Predicate pushdown is to push down the filtering operation before join, and when join is performed later, the amount of data will be significantly reduced, and the join time will inevitably be reduced.

Constant Folding

Constant accumulation is such as calculation x+(100+80)->x+180, although it is a small change, but it is of great significance. Without optimization, each result would need to be performed once 100+80and then added to the result. After optimization, there is no need to perform the 100+80operation again.

Column Pruning

Column value clipping is that when a table is used, it does not need to scan all its column values, but scans only the ids that are needed, and clips those that are not needed. On the one hand, this optimization greatly reduces the consumption of network and memory data, and on the other hand, it greatly improves the scanning efficiency for columnar storage databases.

Step 4. SparkPlanner Module: Convert to Physical Execution Plan

According to the above steps, the logical execution plan has been optimized. However, the logical execution plan still cannot be executed. They are only logically feasible. In fact, Spark does not know how to execute this thing. For example, join is an abstract concept, which means that two tables are merged according to the same id. However, the logic execution plan does not explain how to implement the merge.
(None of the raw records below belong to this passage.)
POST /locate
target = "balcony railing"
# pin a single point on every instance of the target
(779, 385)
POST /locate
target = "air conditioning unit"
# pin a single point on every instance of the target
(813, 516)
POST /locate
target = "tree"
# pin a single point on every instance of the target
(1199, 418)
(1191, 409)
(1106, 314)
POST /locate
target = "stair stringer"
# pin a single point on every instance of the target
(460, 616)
At this point, it is necessary to convert the logical execution plan into a physical execution plan, that is, to change the logically feasible execution plan into a plan that Spark can actually execute. For example, for the join operator, Spark formulates different algorithm strategies for the operator according to different scenarios. There are BroadcastHashJoin, ShuffleHashJoinand SortMergejoinso on. The physical execution plan is actually to select an algorithm implementation with the least time-consuming among these specific implementations. How to choose, the following is simple Say:

In fact, SparkPlanner converts the optimized logical plan to generate multiple physical plans that can be executed ;
Then the CBO (cost-based optimization) optimization strategy will calculate the cost of each Physical Plan according to the Cost Model , and select the Physical Plan with the smallest cost as the final Physical Plan.
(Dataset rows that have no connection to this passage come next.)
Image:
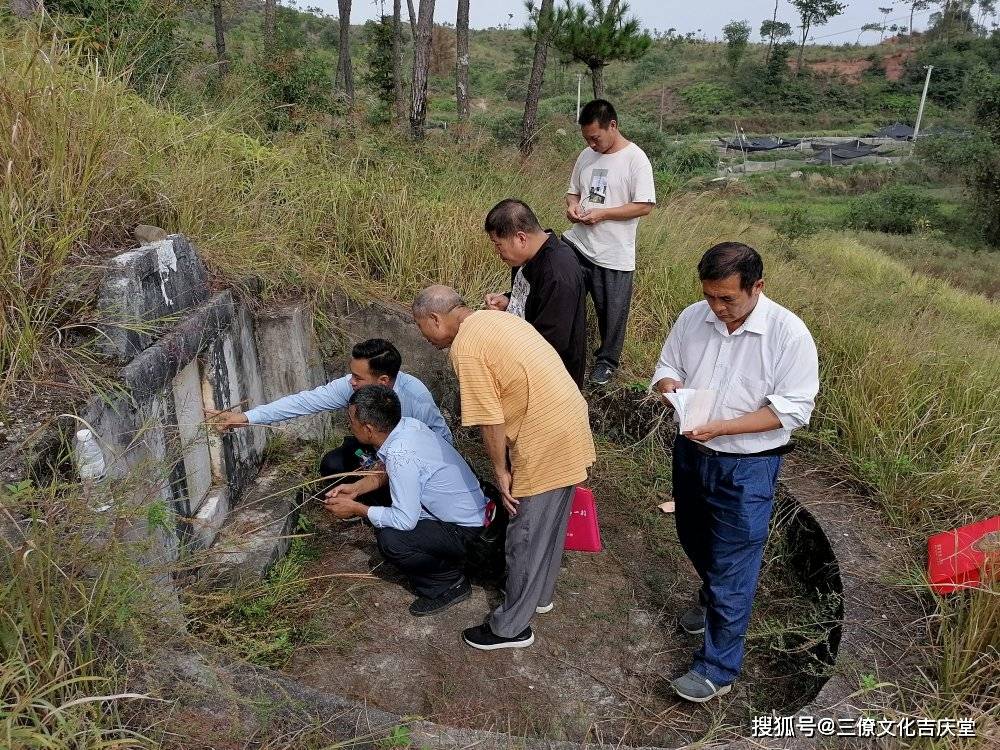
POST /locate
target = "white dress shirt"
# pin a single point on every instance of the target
(769, 360)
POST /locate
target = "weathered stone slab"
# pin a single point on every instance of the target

The above steps 2, 3, and 4 are combined, which is the Catalyst optimizer!

Step 5. Execute the physical plan

Finally, according to the optimal physical execution plan, generate java bytecode, convert SQL into DAG, and operate in the form of RDD.

Summary: Overall Execution Flowchart

4. Two optimizations of Catalyst

Here we summarize two important optimizations of the Catalyst optimizer.

1. RBO: Rule-Based Optimization

Optimization points such as: predicate pushdown, column clipping, constant accumulation, etc.

Predicate pushdown case :

select 
* 
from 
table1 a 
join 
table2 b 
on a.id=b.id 
where a.age>20 and b.cid=1

The above statement is automatically optimized to look like this:

select 
*
from
(select * from table1 where age>20) a
join
(select * from table2 where cid=1) b
on a.id=b.id

That is, the data is filtered in advance in the sub-query stage, and the amount of shuffled data in the later join is greatly reduced.

Column clipping case :

select
a.name, a.age, b.cid
from
(select * from table1 where age>20) a
join
(select * from table2 where cid=1) b
on a.id=b.id

The above statement is automatically optimized to look like this:

select 
a.name, a.age, b.cid
from
(select name, age, id from table1 where age>20) a
join
(select id, cid from table2 where cid=1) b
on a.id=b.id

It is to query the required columns in advance, and cut out other unnecessary columns.

Constant accumulation :

select 1+1 as id from table1

The above statement is automatically optimized to look like this:

select 2 as id from table1

That is, it will be 1+1calculated in advance 2, and then assigned to each row of the id column, without calculating it every time 1+1.

2. CBO: Cost-Based Optimization

That is, after SparkPlanner generates multiple executable physical plans for the optimized logical plan, the multiple physical execution plans select the optimal physical plan with the least execution time based on the Cost Model .

reference:

Spark knowledge system nanny-level summary, 50,000 words of good text!